Butler: In fact, with respect to magic, I try pretty hard to ground it in real world magic, either from the point of view of a practitioner or the point of view of an anthropologist. I am not myself a magician of any kind, and I didn’t study Wicca, but I have read a lot about braucheri, vodun, Greco-Roman magic, rune practice, astrology, and other arcane traditions. It’s a fascinating area of study, and the precise line between religion and magic is very hard to pinpoint. Fantasy novels, being the what-if literature of the human spirit, are loaded with opportunities to explore the human psyche with just these symbols and ideas.
Faktorovich: The main character in the Baen series, Sarah Calhoun, enters politics in the first book, and then fights to defeat seven rivals for the Serpent Throne in the second. Did you intend her struggles to be symbols for the political struggles America is currently facing in the Trump presidency, or across previous cutthroat politicians? Did you consciously research assassinations or political assassinations of rival candidates in the modern world’s reality to come up with the plotline for this fantasy? What do you think about the realities of modern American political life? Would you ever want to write a non-fiction book about such realities? If not, why not; if so, how so?
Butler: Actually, I try to avoid politics, because I find that I can more easily lose friends than make them that way. The models for Sarah’s challenge have more to do with the Thirty Years War and Josiah’s Reforms than with contemporary political conflict.
Faktorovich: If you met yourself at eighteen today, what advice would you give him to direct your life in the best possible direction? Feel free to speculate on if you would have taken your own advice. How early should he start writing books? Should he spend any time on the law? How can he go about finding a great literary agent?
Butler: You know, my life hasn’t been easy or stress-free, but it’s been good. I took up writing late, but I hope that means I took it with a greater sense of irony, and maybe more wisdom. I can’t regret my large decisions. In my small decisions, I’d urge myself to be kind, compassionate, and patient. I might tell myself that I’d never stop being shy, but that I’d learn to get out of myself, and discover that I really like people.
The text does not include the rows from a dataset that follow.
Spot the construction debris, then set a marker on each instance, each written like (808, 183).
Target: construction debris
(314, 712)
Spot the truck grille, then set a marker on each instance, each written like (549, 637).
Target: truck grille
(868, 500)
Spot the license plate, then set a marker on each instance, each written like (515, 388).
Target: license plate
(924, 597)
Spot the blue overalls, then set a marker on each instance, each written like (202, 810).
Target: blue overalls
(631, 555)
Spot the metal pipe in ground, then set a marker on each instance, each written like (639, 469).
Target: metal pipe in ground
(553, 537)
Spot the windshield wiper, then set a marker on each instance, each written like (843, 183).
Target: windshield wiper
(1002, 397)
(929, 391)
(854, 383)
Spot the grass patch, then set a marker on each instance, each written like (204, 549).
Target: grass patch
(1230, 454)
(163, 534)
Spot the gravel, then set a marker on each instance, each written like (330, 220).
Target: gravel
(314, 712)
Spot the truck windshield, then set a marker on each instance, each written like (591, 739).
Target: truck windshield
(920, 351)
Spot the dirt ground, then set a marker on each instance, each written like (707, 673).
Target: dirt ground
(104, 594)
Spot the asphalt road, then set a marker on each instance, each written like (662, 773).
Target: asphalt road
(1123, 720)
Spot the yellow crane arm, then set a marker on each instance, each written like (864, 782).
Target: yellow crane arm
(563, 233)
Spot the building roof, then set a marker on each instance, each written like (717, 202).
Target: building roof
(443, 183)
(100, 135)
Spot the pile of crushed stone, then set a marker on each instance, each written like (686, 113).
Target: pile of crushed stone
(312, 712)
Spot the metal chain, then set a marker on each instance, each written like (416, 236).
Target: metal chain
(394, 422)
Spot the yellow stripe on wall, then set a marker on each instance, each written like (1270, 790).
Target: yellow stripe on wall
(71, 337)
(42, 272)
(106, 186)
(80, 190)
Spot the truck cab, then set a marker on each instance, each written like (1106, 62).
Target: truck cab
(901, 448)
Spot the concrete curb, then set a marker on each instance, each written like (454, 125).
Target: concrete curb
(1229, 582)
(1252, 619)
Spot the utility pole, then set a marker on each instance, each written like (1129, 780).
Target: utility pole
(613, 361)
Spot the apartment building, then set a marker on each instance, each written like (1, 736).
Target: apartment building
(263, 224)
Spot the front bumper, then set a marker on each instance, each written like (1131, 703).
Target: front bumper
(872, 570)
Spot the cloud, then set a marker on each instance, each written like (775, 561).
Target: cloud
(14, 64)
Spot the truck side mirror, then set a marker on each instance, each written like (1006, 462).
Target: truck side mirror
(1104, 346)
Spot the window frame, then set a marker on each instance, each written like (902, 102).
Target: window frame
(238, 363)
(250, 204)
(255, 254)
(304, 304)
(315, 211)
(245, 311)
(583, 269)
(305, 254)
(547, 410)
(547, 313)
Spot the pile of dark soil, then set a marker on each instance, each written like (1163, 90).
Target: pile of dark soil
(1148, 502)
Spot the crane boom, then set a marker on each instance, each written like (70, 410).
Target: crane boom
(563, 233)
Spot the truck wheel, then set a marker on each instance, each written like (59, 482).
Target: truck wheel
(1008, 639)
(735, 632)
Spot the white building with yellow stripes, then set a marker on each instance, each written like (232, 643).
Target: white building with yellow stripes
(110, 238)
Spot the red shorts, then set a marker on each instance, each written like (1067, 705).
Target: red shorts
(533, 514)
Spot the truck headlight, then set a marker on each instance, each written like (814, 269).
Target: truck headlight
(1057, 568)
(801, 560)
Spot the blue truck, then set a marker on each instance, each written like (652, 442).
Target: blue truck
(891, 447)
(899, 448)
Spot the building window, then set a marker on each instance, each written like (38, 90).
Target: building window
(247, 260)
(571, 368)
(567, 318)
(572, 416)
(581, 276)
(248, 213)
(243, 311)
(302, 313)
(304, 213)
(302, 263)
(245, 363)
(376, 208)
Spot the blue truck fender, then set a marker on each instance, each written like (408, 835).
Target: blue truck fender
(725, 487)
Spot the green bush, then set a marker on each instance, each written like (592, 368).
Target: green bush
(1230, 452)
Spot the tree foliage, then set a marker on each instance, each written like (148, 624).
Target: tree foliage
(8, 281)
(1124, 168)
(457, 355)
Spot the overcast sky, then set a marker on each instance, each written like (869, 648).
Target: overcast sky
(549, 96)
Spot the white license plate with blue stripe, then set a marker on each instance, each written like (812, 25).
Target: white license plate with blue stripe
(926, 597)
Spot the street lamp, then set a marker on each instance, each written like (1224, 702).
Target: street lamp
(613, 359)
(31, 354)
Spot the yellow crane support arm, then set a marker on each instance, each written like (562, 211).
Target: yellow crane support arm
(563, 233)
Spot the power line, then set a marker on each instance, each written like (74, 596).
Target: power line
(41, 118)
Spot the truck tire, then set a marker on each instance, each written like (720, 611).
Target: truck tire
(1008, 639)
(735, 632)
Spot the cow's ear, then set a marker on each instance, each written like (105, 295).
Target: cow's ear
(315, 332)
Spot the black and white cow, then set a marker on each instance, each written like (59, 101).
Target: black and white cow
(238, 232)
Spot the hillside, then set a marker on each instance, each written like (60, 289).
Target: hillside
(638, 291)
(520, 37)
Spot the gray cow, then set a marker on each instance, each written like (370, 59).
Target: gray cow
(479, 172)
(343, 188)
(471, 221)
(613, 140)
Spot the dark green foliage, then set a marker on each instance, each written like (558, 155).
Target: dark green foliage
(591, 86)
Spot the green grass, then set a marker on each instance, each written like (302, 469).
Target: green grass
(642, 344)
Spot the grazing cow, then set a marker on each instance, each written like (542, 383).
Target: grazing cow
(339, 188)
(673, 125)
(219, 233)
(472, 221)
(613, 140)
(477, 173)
Faktorovich: Thank you for participating in this interview. Are there any other comments you would like to make, or any other topics you would like to discuss?
Butler: Thank you very much, it’s been a pleasure. To anyone preparing to read my books for the first time, I would just say this: when you read anything in them that sounds like a cock-eyed joke about history or a sly reference to popular culture… it probably is.